The renters have already word of mouth agreed to raise the rent up to 15 per sq/ft, so I feel as if there wouldn't be much negotiating behind this. I was just more or less wondering if there was anything complicated besides the negotiations part of it within paperwork. By discount do you mean on the price of the property? @Richard B. ? 2.2m is the lowest they are willing to go according to my agent. And I have compared it to the pricing of others. The main point that sticks out as an advantage to me is the company leasing is well known and willing to stick around for another 5-7 year lease.

@Ash Patel

I understand what your saying. So if you pay it off over a longer amount of time you can leverage your money to invest in other investments. Makes sense, I appreciate the input! 

Yes - I thought you might do better on the purchase price. Seems like a solid deal.
Good luck!

I am at the final stages of closing the deal and have a few more questions. I understand the knowledge of a real estate agent in this case could be handy, but he has already told me he is aiming to raise the rate from $13 to $15-17, and he said any amount he raises he would take 20% of. I feel as the negotiating part is something I could do along with a few experienced business family members. A lease contract has already been done, which could be reused with the change of the rate. What else would my real estate agent be doing besides negotiating ? @Ash Patel @Richard B.

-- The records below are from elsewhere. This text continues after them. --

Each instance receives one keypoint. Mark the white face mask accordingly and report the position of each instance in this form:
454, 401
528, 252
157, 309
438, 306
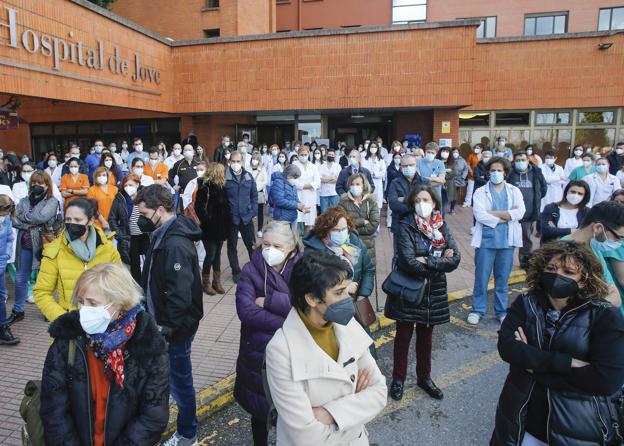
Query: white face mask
130, 190
573, 199
424, 209
95, 320
273, 256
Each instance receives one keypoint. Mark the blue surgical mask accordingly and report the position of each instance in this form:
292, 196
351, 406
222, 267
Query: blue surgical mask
409, 171
340, 312
497, 177
339, 237
606, 245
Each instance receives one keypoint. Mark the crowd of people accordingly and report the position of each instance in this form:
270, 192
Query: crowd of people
118, 249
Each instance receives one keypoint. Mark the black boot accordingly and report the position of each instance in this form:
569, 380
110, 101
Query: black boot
432, 390
16, 316
6, 337
396, 390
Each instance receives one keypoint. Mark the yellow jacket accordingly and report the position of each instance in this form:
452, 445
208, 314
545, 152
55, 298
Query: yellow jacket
60, 269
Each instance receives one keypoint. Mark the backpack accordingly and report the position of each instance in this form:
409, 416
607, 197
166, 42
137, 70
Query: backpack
32, 430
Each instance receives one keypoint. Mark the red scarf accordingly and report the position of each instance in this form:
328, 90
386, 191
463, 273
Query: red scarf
431, 228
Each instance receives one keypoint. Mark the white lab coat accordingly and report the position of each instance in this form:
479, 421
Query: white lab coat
600, 189
309, 175
555, 182
482, 203
378, 170
302, 376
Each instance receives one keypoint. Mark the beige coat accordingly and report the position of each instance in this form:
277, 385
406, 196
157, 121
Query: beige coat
302, 376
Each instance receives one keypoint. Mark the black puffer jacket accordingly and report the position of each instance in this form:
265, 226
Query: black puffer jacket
568, 406
411, 244
213, 209
137, 414
119, 222
171, 273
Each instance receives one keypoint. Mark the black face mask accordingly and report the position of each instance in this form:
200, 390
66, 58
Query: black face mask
146, 225
75, 230
558, 286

P.S the loan got accepted @ 25% down and 4.5% interest which makes this more of a steal ! Any other advise is appreciated!

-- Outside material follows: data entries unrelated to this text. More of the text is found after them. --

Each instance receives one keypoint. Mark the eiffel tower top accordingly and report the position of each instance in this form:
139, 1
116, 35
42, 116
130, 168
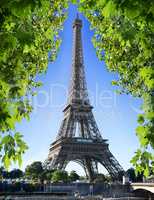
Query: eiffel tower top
78, 89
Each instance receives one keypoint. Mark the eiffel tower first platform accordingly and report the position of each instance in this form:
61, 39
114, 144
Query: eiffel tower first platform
79, 138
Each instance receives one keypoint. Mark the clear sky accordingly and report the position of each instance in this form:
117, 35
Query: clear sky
116, 115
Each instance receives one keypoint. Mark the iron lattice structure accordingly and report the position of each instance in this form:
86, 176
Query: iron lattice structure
79, 138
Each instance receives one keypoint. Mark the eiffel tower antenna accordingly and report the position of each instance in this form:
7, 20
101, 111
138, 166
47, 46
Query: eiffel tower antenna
79, 138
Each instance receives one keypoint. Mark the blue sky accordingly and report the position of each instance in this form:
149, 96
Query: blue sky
116, 115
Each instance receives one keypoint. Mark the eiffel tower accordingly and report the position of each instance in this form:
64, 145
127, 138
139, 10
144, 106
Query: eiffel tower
79, 138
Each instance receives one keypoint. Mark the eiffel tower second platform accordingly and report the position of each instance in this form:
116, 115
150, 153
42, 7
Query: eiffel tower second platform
79, 138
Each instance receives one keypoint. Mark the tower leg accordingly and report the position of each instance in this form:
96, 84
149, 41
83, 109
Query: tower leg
89, 169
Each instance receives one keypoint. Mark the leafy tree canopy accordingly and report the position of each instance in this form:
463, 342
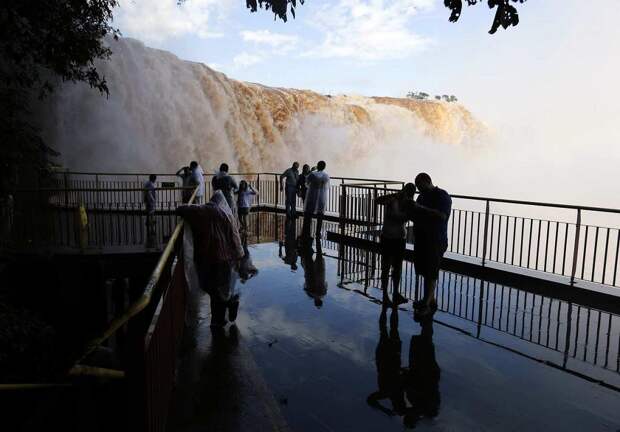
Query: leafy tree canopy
506, 14
42, 43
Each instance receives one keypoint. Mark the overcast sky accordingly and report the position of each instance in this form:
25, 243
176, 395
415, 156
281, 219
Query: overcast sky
549, 85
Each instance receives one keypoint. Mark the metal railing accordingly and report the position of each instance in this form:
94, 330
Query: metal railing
576, 250
566, 330
154, 325
564, 240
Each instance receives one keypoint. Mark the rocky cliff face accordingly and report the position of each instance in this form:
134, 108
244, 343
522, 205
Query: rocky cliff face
163, 112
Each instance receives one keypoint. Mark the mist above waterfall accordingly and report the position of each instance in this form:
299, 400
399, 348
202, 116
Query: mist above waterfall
163, 112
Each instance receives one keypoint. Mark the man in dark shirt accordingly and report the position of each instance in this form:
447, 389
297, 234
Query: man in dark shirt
431, 214
290, 175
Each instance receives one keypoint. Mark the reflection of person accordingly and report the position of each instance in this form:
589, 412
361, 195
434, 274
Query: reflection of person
224, 182
430, 215
315, 284
393, 239
217, 250
244, 202
290, 175
196, 179
316, 198
422, 377
185, 175
290, 244
389, 374
247, 269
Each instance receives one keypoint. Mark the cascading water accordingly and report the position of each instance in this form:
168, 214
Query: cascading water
163, 112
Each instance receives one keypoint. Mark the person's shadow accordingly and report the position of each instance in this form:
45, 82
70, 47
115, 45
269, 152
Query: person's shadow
422, 376
247, 269
389, 372
315, 284
290, 244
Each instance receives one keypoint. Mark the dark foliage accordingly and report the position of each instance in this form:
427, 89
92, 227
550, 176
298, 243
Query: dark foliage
279, 7
506, 15
41, 40
42, 43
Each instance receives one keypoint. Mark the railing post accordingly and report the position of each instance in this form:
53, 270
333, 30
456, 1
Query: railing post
258, 189
66, 177
343, 213
375, 208
576, 247
277, 190
486, 233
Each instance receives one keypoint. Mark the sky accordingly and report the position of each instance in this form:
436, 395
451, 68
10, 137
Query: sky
547, 86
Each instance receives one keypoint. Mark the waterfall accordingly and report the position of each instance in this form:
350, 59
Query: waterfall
163, 112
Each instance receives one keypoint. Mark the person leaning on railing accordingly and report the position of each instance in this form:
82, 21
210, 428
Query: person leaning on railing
290, 176
430, 215
393, 240
217, 251
150, 203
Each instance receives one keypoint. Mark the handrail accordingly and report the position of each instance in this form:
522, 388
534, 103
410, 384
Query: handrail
510, 201
383, 181
141, 303
102, 189
134, 309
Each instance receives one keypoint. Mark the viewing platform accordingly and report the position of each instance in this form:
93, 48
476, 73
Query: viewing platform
526, 337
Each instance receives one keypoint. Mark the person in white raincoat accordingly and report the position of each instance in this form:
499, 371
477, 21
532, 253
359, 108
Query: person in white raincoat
216, 250
197, 179
316, 198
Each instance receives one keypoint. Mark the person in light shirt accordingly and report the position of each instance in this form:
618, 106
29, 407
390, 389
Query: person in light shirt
316, 199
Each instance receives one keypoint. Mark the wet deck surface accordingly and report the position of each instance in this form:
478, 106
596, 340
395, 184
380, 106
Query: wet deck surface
291, 365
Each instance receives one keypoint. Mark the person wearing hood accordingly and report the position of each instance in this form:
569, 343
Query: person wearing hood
217, 251
224, 182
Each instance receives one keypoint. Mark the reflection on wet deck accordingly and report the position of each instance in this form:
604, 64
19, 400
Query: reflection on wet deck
313, 349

If the Realtor has added value along the way, I would consider throwing them a bone.  If they have not really added much value, do it yourself.  I believe RE is a game of relationships, not commodities.  

this seems a very good deal and getting the higher rent ... well that makes it a great deal. Good financing. Congrats.

I’d close the deal and then decide whether to handle it myself. Trying to build a strong broker relationship is important. You might need him later to rent the space or he will find you the next deal. If it’s simple as you say you might try to negotiate the fee down - maybe a flat fee. It can be a win-win.

The deal has been closed, we are now in the process of negotiating a new lease with the company who occupies 12000 SQ/ft to take over the entire 16000. Our real estate agent wants 20% of the TOTAL annual rent for negotiating, this comes out to around 50k. I have talked to a experienced appraiser as well as the old owner of the building and both have said that uping the lease to $17 per sq/ft seems unreasonable but our real estate agent insists it is not. The old owner said we could probably get it up a dollar or two more but that is it. Our appraiser also showed pricing of all buildings around and there was none that were at that high of a price, although our lot is unique with the amount of land it has. No matter how much our real estate agent is raising it he gets 20% of the total annual rent. 

Right now if anyone has any advice on negotiating the lease with the company owner who wants to rent all 16k sq/ft, and if we should bother with the real estate agent negotiating for us.

One thing you need to be aware of on industrial deals if you haven't done one is the deal costs as they can eat away at your yield quickly and are VERY different from residential. 

While it might be a triple net lease a savy tenant will probably come in and ask for some TI dollars (which is market for industrial). They will probably ask for some improvements in the realm of $1-$2 on a warehouse in order to renew the lease. If they are represented by the broker that will be some additional deal costs, and often times lease review is more onerous than in residential so you may have to pay some legal bills as well.

Also I've found sometimes people say its a "NNN" lease but landlord is still on the hook for roof, structure, and parking lot. All things to make sure you cover in underwriting and making sure you have enough money outside the loan.